# Analyze the datasets

This notebook is used to analyze and generate statistics about the datasets.
Most importantly, it computes the number of samples in each dataset.


In [3]:
# Import the necessary libraries
from pathlib import Path
import h5py


In [14]:
# Find all datasets
data_dir = Path(r"C:\Users\zsa8rk\Coding\MetaPARC\data\datasets")

# list all dirs in the data_dir
datasets = []
for dir in data_dir.iterdir():
    if dir.is_dir():
        datasets.append(dir)

# Print the number of samples in each dataset

dataset_stats = {}

for dataset in datasets:
    dataset_name = dataset.name
    dataset_stats[dataset_name] = {}

    # gather the size of the dataset
    dataset_size = 0
    for file in dataset.glob("**/*"):
        if file.is_file():
            dataset_size += file.stat().st_size

    # Convert bytes to GB for better readability
    dataset_stats[dataset_name]["size"] = f"{dataset_size / (1024**3):.2f} GB"

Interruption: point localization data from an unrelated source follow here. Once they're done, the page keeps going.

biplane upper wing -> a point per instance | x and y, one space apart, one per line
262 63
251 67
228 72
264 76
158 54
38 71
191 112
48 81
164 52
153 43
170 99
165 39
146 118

    # find all h5 files in the dataset
    h5_files = list(dataset.glob("**/*.hdf5"))

    n_traj = 0
    for h5_file in h5_files:
        with h5py.File(h5_file, "r") as f:
            # traj is attribute of the file
            n_traj += int(f.attrs["n_trajectories"])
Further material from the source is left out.